Negri e Guilhot valorizam a propaganda de Putin promovendo uma guerra entre a Rússia e o “Ocidente coletivo”. Como se vê, em oito meses de guerra dezenas de milhares de soldados e paramilitares russos foram mortos em combate, muitos deles pertencentes a minorias étnicas do antigo império soviético, enquanto a OTAN não perdeu um único soldado. Durante os primeiros meses da guerra, os ucranianos tiveram apenas assistência militar defensiva limitada e sobreviveram ao ataque frontal da melhor maneira que podiam. Mais uma vez, a virtude maquiaveliana zomba dos cálculos dos realistas e pseudopolíticos de todos os países. Os ucranianos bloquearam a invasão inicial e venceram a batalha de Kiev, apesar da assimetria e da falta de apoio substancial da OTAN. A resistência nacional e militar na Ucrânia era e ainda é uma resistência de povo[10]; uma guerra de povo contra um exército ocupante, como no Vietnã (1950-70) ou no Afeganistão (1979), que também derrotaram as potências nucleares.

Espelhar-se na propaganda neocolonial de Putin e se esconder atrás de uma América Latina inexistente ou de um Sul global[11] sentimentalmente e culturalmente relativista tem como único resultado aprofundar a catástrofe ética e política em que a esquerda Putinista encontrou-se – uma fração majoritária da esquerda que pensa sobre o tema da globalização, ainda que com o fascínio discreto do anti-imperialismo e das teorias sobre o sistema mundial.

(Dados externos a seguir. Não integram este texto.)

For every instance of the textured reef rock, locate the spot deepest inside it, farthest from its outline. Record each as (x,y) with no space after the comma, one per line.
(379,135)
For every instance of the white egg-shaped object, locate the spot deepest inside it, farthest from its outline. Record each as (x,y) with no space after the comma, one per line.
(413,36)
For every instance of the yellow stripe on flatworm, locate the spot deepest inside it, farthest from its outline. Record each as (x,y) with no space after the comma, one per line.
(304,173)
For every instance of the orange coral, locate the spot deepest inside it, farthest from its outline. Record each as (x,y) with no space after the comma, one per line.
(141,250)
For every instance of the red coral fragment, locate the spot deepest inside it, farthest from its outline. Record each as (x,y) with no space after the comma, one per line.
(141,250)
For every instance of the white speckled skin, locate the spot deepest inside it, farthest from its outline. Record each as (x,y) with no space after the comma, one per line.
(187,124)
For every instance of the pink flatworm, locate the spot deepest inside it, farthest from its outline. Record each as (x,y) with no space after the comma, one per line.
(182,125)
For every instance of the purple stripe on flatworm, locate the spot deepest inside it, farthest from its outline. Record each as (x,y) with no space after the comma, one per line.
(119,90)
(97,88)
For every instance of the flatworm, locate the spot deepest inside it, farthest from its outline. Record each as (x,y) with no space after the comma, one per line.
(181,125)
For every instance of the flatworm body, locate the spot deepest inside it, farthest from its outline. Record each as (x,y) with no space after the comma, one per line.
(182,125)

Como diz Étienne Balibar[12], é preciso estar do lado da guerra justa que os ucranianos estão travando.

Afinal, o realismo é irrealista, pois não consegue compreender o espaço do imprevisível que a resistência revela. O surpreendente comportamento coletivo da resistência ucraniana reabriu o cenário da globalização para além da discussão entre blocos geopolíticos e relações de força, ainda que tenha criado apenas uma pequena rachadura ou um ligeiro desvio da tendência. Mas é um desvio qualitativo, um clinâmen. Os invasores não esperavam isso, nem os aliados, que só após o sucesso da defesa inicial começaram a aumentar a ajuda militar, ainda que com muitas limitações de meios e na escolha dos objetivos.

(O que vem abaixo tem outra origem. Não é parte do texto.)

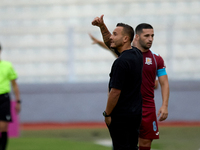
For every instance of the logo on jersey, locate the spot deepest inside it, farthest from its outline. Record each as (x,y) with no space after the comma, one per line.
(154,126)
(148,61)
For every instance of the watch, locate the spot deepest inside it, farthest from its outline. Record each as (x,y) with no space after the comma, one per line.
(105,114)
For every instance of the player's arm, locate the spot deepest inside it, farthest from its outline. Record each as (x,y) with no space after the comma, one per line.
(156,84)
(164,84)
(17,95)
(102,44)
(98,21)
(111,103)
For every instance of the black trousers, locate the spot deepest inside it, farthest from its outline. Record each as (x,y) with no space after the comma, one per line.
(124,132)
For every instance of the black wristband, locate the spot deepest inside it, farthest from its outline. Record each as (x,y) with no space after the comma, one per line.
(19,101)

De fato, Negri e Guilhot não temem uma confusão perigosa; o que eles realmente temem são as verdades perigosas. Como sua análise escolhe não levar em conta as tensões que se entrelaçam na situação concreta, devem cercar-se de instrumentos de defesa, como falar em nome da paz mundial e da salvação da humanidade diante do horror nuclear (evocado apenas pelo lado putinista como guerra psicológica). A luta eficaz de quem luta pela vida, independência e dignidade é mais temida do que o triunfo do intolerável. Eles parecem não temer a vitória de Putin e o que isso significaria para os ucranianos e as outras populações da Europa Oriental. Nada poderia ser mais obsceno do que isso.

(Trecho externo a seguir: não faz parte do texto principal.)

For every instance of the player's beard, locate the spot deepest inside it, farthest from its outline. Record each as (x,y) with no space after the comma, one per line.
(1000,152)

Reafirmar o apoio à resistência ucraniana e prestar toda a ajuda possível, seja da OTAN, da União Europeia ou dos países do Sul global, é agora uma tarefa internacionalista fundamental, capaz de manter vivo o desejo de um outro mundo possível, como nas lutas do ciclo por outra globalização outra. Este mundo já está emergindo, apesar das terríveis brutalidades aceitas pela esquerda putinista, nos campos e cidades da Ucrânia.

Notas

[1] Suetônio Tranquillo, The lives of twelve Ceasars. Book 6: XXXVIII – The Great Fire of Rome. 120 AD.

[2] Yaroslav Trofimov, Russia’s long disdain for ukrainian nationhood. The Wall Street Journal, Apr 28, 2022. Taras Bilous, Self-determination and the war in Ukraine. Dissent, May 4, 2022. Taras Bilous, The war in Ukraine and the Global South, The commons.ua, March 13, 2022.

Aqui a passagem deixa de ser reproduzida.